According to figures cited by Ms Kanokkittika, 14.75% of tourists to Phuket during the first two weeks of December were Thai, with the remaining 85.25% comprising foreigners.
“The average spending was B8,2110.80 per person per day, generating an estimated B40.39 billion per day. Hotel occupancy in beach areas is 84.78%,” she said.
Phuket Tourist Association Vice President Sarayut Mallum, who for decades has openly spoken against government policy that has worked to the detriment of Phuket and is now also President of the Phuket chapter of the Association of Thai Travel Agents (ATTA), agrees with Ms Kanokkittika.
“It is a normal gap in the high season, from Dec 1-15, as with every year. I think more tourists will arrive after Dec 20. Then tourists will come to Phuket,” he told The Phuket News.
“We know that Chinese, Russian and Indian tourists are already coming. Also, the arrivals statistics from Phuket International Airport have not decreased at all,” he said.
“Phuket is not as bad as some people are sharing (online) and talking about. Everyone is doing their job, including the TAT and other government departments. Please don’t believe what some people are saying on social networks. Beware of getting information only from social media.” Mr Sarayut added.

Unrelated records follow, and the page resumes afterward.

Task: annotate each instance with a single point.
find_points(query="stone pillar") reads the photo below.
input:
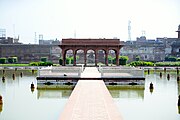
(85, 52)
(106, 58)
(64, 57)
(96, 57)
(117, 57)
(74, 55)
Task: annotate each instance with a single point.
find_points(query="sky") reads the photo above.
(89, 19)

However, PEBA President Weerawit remained steadfast in his understanding of the dire economic situation facing members of his organisation.
“I am a businessman in Patong, and I want everyone to realise the truth about the massive impact here. Some of my members have been seriously affected,” Mr Weerawit said.
“I don’t think the government will help with this at all. They never help us. It is the worst high season in Patong in 10 years. We have no way to avoid being affected by this.
“Don’t lie to yourself. Accept the reality,” he said.
Yet Mr Weerawit also argued strongly against the claims online that Phuket had “priced itself out of the market”, making itself so expensive that the tourists now chose not to come here.
“I want to tell people who comment without understanding about the high prices of food and goods in Phuket. They are the normal prices as they used to be,” he said.
“Less tourists is the result of several reasons, which even includes the upcoming election. The election has not even happened yet, but it is important to people outside (the country),” he added.
Meanwhile, Adith Chairattananon, the ATTA Secretary General in Bangkok, and who campaigned heavily for the government to roll out tourism stimulus packages to offset the plunging number of Chinese tourists coming to Thailand in the aftermath of Phoenix tour boat disaster on July 5, maintained his call for tourism-dependent businesses in Phuket to diversify in order to alleviate their dependence on only one key type of tourist.
“I agree with the description that there are less tourists in Phuket right now. My advice to business people in Phuket is that they have to adapt their businesses in relation with the current economic situation,” he said.
“It is a priority for Phuket province to preserve tourist’s safety and their lives, to charge only fair costs and to be friendly to tourists – all these are needed,” Mr Adith urged.
“Also, we have joined together with the Phuket Tourist Association to hold tourism road shows to promote tourism to Thailand,” he added.
Of note, the Phuket Tourist Association staged tourism road shows in France and Russia before and immediately after the Phoenix disaster on July 5; though the road shows were organised well before that fateful day.
Phuket has since seen surges in the number of arrivals from both those source markets.